De Raad stelt vast dat gedaagde op de op 7 juni 1999 gedane melding van toegenomen arbeidsongeschiktheid heeft beslist met toepassing van de artikelen 36 en volgende van de WAO. Niet valt in te zien dat gedaagde daarmee onjuist zou hebben gehandeld. Indien appellant een besluit op grond van de Ziektewet had willen verkrijgen, had hij daartoe een verzoek aan gedaagde kunnen richten. Nu in dit geding slechts een besluit op grond van de WAO aan de orde is, zal de Raad zich in zijn beoordeling daartoe beperken. De Raad ziet met de rechtbank geen grond te oordelen dat het bestreden besluit niet op een juiste medische grondslag berust. Appellant is naar aanleiding van deze melding zowel door de verzekeringsarts als door de bezwaarverzekeringsarts onderzocht. Deze artsen hebben bij hun beoordeling inlichtingen onder meer van de behandelend neuroloog Pop betrokken, die appellant een dag na de datum van de melding, namelijk op 8 juni 1999, heeft onderzocht. Tevens is kennis genomen van de bevindingen in het kader van een second opinion van de neuroloog Boiter, die geen ander licht werpen op de gezondheidstoestand van appellant per 7 juni 1999. Er is dan ook geen grond aan te nemen dat gedaagde de belastbaarheid van appellant heeft overschat.
Appellant heeft in hoger beroep als derde grief aangevoerd dat hem hoor en wederhoor is onthouden doordat gedaagde geen gevolg heeft gegeven aan zijn verzoek de hoorzitting uit te stellen zonder hem te berichten dat geen uitstel werd verleend.
Gedaagde stelt in het verweerschrift dat uit de brief van appellant van 17 juni 2002 was begrepen dat indien uitstel niet mogelijk was, het besluit op bezwaar werd tegemoet gezien. Nu het verzetten van de hoorzitting voor een periode van zes weken organisatorisch problematisch was, is gelet op de bewoordingen van de brief geconcludeerd dat aan een hoorzitting geen behoefte meer bestond. Een reactie aan appellant in deze zin zou meer duidelijkheid hebben verschaft. Voorzover de Raad hieraan consequenties zou willen verbinden, verzoekt gedaagde om toepassing van artikel 6:22 van de Awb.

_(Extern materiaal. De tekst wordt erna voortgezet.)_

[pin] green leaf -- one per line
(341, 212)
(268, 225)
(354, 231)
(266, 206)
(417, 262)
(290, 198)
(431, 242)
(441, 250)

De Raad onderschrijft de overwegingen van de rechtbank dienaangaande en maakt deze tot de zijne.
De vierde grief heeft betrekking op het dagloon. De Raad is met de rechtbank en gedaagde van oordeel dat het dagloon hier niet in geding is en zal deze grief dan ook onbesproken laten.
Deze overwegingen leiden de Raad tot de conclusie dat het bestreden besluit voor het overige, dat wil zeggen: afgezien van het aspect niet tijdig beslissen op appellants aanvraag, in rechte stand kan houden.
De Raad acht gelet op de lange duur van de besluitvorming van gedaagde termen aanwezig om op grond van artikel 8:75 van de Awb gedaagde te veroordelen in de proceskosten van appellant in hoger beroep. Deze kosten worden begroot op € 322,- voor verleende rechtsbijstand. Het verzoek van appellant om schadevergoeding zal de Raad afwijzen, nu niet is gebleken dat appellant schade heeft geleden ten gevolge van de overschrijding van de beslistermijn.
De Centrale Raad van Beroep,
Vernietigt de aangevallen uitspraak voorzover deze betrekking heeft op het niet-tijdig beslissen op de aanvraag;
Verklaart het beroep tegen het bestreden besluit in zoverre gegrond en vernietigt dat besluit in zoverre;
Verklaart het bezwaar tegen het besluit van 22 februari 2002 in zoverre gegrond;
Wijst het verzoek om schadevergoeding af;
Veroordeelt gedaagde in de proceskosten van appellant in hoger beroep tot een bedrag groot € 322,-, te betalen door het Uitvoeringsinstituut werknemersverzekeringen;
Bepaalt dat het Uitvoeringsinstituut werknemersverzekeringen aan appellant het betaalde griffierecht van € 87,- vergoedt;
Bevestigt de aangevallen uitspraak voor het overige.
Aldus gegeven door mr. D.J. van der Vos als voorzitter en mr. J.W. Schuttel en
mr. M.C.M. van Laar als leden, in tegenwoordigheid van J.P. Mulder als griffier en uitgesproken in het openbaar op 17 maart 2006.